Cloud technology has seen an unparalleled rise in recent years. Delivering on-demand IT services (including analytics, databases, networking, servers, and storage) via the internet has achieved new heights allowing companies faster innovation, ease of scalability, and greater resource flexibility.
Today, platforms like AWS (Amazon Web Services) make it easier and cheaper for organizations to utilize scalable and adaptable computing infrastructure. However, while organizations quickly adopt it and AWS offers many built-in security features, cyber threats are a widespread reality.
For this reason, proper configuration of the cloud environment and AWS security settings is necessary. This article will show you the most important practices you need to follow to implement strong AWS security.
1. Add NACLs as an Additional Layer of Security to Your VPC
To enhance your virtual private cloud (VPC) security, opt for using a network access control list (NACL). NACLs give an additional layer of protection that acts as a firewall for controlling traffic in and out of a subnet. You can set them up with rules similar to your security groups.
A network access control list has independent inbound and outbound rules, and each of them can either allow or deny traffic. They are stateless, which means that responses to allowed inbound traffic are subject to the rules for outbound traffic. The general recommendation is to leave NACLs at their default settings (letting all traffic in and out). You should only change them if there is a specific need to block certain types of traffic at the subnet level.
2. Configurate AWS Security Group in the Right Way
A security group (SG) acts as a virtual firewall to control incoming and outgoing traffic at the resource level. It is a set of filter “Permit” rules and a way of creating a group of interfaces so that you can manage them as a single group with a single rule. Unlike NACLs, there are no “Deny” rules, so a particular data package will be dropped if no rule explicitly permits it.
So, the following requirements for an exemplary SG configuration must be met:
- Ensure EC2 SGs do not have an extensive range of ports open.
- Use ELB’s SGs wisely to limit EC2s’ access to the internet.
- Never keep unattached SGs and limit modifications to only specific roles.
- Do not ignore outbound rules of SG; set restrictions decisively.
- Track the change rate in SGs’ creation and its ports opening and closing in production.
3. Follow These Basic Steps to Secure Your AWS Accounts
When it comes to the security of your account, enabling multi-factor authentication (MFA) is one of the first things you should do. Using MFA, you can protect your account even if someone else gains access to your password. In addition, make sure you use the accurate contact information in AWS.
Regularly double-check them to verify that they are working, so you can respond to important emails, especially the ones regarding security notifications. Also, never send your AWS credentials over email. In case you do, change the password as soon as possible. Lastly, use a strong password of more than ten characters for your root account.

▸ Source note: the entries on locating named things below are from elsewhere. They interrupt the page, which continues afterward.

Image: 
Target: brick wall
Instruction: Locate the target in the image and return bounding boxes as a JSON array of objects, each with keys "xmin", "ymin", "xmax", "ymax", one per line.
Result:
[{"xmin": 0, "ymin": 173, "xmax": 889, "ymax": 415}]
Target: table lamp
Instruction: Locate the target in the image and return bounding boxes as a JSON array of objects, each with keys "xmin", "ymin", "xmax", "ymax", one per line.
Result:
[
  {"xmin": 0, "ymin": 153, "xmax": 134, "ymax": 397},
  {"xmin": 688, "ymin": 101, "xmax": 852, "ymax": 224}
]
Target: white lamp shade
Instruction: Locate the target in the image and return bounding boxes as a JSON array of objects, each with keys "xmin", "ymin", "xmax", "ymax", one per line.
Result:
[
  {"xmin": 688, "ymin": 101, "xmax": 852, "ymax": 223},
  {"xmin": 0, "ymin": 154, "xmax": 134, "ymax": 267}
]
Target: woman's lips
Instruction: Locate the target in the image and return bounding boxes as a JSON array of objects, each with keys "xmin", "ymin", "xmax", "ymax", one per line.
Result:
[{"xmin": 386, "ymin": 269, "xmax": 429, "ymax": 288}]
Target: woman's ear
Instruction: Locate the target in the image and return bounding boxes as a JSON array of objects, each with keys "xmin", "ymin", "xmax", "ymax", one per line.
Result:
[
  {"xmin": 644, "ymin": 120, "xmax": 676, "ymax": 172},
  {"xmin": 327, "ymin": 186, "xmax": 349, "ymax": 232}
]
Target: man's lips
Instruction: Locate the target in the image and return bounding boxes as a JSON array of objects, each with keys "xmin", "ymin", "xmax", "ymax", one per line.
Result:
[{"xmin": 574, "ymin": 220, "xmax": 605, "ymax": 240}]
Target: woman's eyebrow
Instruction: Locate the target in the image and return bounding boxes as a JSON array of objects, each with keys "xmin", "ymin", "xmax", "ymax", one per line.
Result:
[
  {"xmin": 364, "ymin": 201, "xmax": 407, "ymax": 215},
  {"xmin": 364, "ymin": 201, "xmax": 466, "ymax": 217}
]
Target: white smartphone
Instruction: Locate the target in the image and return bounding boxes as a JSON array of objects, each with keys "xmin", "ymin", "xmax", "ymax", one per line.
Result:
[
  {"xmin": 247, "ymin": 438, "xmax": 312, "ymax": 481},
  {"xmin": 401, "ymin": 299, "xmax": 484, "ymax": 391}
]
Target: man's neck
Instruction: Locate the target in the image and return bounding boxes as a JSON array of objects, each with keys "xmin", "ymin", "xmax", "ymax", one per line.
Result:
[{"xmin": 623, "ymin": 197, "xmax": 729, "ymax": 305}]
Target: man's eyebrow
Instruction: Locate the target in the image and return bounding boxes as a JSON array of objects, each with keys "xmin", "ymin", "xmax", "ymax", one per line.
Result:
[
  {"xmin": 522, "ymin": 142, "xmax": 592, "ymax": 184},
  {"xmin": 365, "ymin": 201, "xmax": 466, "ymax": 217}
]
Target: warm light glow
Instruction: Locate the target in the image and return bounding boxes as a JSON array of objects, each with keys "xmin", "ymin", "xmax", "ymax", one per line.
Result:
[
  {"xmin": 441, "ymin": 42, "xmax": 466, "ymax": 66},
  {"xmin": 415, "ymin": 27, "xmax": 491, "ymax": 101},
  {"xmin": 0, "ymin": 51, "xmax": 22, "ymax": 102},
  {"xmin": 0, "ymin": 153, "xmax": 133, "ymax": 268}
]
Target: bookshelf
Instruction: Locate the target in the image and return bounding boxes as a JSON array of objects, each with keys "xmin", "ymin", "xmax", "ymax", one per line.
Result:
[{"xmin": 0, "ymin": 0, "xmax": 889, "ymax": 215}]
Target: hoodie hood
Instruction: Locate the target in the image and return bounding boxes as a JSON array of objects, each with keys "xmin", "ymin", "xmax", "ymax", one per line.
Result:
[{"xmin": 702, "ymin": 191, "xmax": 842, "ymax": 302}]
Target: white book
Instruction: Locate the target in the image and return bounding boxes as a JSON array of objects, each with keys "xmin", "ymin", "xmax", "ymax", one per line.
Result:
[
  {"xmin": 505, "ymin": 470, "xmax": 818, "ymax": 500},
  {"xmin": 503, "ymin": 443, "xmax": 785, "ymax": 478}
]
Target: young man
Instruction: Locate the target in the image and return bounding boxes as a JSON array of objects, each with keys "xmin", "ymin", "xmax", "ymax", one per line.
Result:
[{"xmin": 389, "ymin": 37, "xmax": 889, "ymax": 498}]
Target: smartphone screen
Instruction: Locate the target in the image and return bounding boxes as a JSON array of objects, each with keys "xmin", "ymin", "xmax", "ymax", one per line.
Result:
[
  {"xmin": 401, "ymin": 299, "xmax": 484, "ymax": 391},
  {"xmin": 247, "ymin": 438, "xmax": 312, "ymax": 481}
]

4. Invest Time in AWS Infrastructure Security
The Infrastructure Layer consists of backup power equipment, the HVAC system, and fire suppression equipment. These instruments and systems help protect servers and your organization’s data.
To protect your AWS infrastructure, you need to create regular and frequent backups. If your backups are not timely, you might lose large pieces of data in events like accidental erasing of data, database corruption, or a natural disaster.
In addition, as IAM is the first step towards having secure cloud resources, adopt practices such as strong passwords and multi-factor authentication. Also, timely audits will help you remove unused credentials and reduce the chances of a security breach.
5. Do Not Overlook Built-in AWS Resources
AWS already has quite a set of built-in tools, so leveraging on them will reduce the work your security team will have to perform. It will amplify the protection of your environment with tested and reliable mechanisms.
For example, you can use the AWS Trusted Advisor tool to help you recognize security misconfigurations. Or opt for centralized information security management for a single AWS account and thus reduce overhead. Or another option is to create IAM users and assign each user unique security credentials, giving them access to specific AWS resources they need.
The Bottom Line
Cloud security requires a different set of practices and tools than that needed for traditional, on-premises environments. As a result, organizations must be aware of the agile nature of cloud-based deployments and adapt their security approaches to their dynamics.
Using the aforementioned essential practices can help organizations maximize the protection of their AWS deployments against cyber threats.